We got into the backseat of Fidel’s automobile— the three of us. The dog occupied half the seat, hulking and shifting nervously leaving the premier and me jammed together. Our thighs and shoulders were locked so tightly that as we talked we were forced to look straight ahead, unable to turn.

“A conversation with Castro is an extraordinary experience and, until you get used to it, a most unnerving one.”
“A conversation with Castro is an extraordinary experience and, until you get used to it, a most unnerving one.”


“I want to apologize,” Castro said seriously. “I am very sorry about all the delays we have had in getting together. There have been many problems. Lately there were so many delegations arrived for the 26th of July whom I had to see… And then there was the international situation… Your letter was very good, very good. It reminded me about you, what kind of a person you are, and so I decided to do the interview, not for myself, but for you, because you are trying to do an honest piece of work… So now we are going to the Isle of Pines, where I am hoping to get a little rest. We will have all of tonight to talk, as late as you wish, and then perhaps a little time tomorrow morning if there are still some questions. We have a plane ready to take you back to Havana tomorrow so that you can make your flight.”

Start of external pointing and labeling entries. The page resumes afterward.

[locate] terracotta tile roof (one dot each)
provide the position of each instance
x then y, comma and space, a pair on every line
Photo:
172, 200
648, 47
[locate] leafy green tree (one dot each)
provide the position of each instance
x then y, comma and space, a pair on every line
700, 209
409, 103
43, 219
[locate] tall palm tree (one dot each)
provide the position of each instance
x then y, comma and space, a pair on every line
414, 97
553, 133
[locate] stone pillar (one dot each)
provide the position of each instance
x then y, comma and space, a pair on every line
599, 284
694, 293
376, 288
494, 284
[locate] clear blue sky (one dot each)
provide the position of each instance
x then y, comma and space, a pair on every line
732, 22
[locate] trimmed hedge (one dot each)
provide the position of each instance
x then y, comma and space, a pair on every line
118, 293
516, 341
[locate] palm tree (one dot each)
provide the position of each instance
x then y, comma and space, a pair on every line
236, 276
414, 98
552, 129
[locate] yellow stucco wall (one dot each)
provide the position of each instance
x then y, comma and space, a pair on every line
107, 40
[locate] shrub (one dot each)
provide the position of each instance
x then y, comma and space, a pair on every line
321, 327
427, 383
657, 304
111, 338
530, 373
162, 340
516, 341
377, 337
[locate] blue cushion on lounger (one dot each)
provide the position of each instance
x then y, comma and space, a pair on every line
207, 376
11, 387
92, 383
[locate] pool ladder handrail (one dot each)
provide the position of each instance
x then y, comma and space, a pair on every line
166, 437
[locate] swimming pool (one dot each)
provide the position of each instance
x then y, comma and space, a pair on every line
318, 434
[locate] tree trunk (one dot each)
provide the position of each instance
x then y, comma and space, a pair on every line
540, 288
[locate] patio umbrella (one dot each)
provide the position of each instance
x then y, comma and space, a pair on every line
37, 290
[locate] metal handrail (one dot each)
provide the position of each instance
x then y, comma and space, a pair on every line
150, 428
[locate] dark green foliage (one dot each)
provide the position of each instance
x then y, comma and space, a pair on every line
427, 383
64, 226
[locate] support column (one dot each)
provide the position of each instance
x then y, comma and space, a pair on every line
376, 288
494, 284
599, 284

I thanked him. “But,” I said, “I really feel that one night will never be enough. I think we are going to need two or three days. So if you are going to stay on the Isle of Pines a while, and you wouldn’t mind my being there, I could postpone my departure one more week and we could talk whenever you have the time.” Castro pursed his lips and frowned.

“Very well. But you must understand that I am going principally because I need to relax. I want to do some hunting and fishing. Also, I have a great pile of books to read. But I have no objection if, perhaps when I have an hour before breakfast, or sometimes in the evening… Only you must make a pact with me. You can stay at my house, but you must be there as simply one more guest and live like everybody else. You can go fishing or hunting with us, take pictures if you want to. But I don’t want to feel any pressure… I must not feel pressure when I look at you and think, ‘Well, he is waiting for his interview.’ Do you agree?” “Of course,” I said. “In fact, I would prefer it.”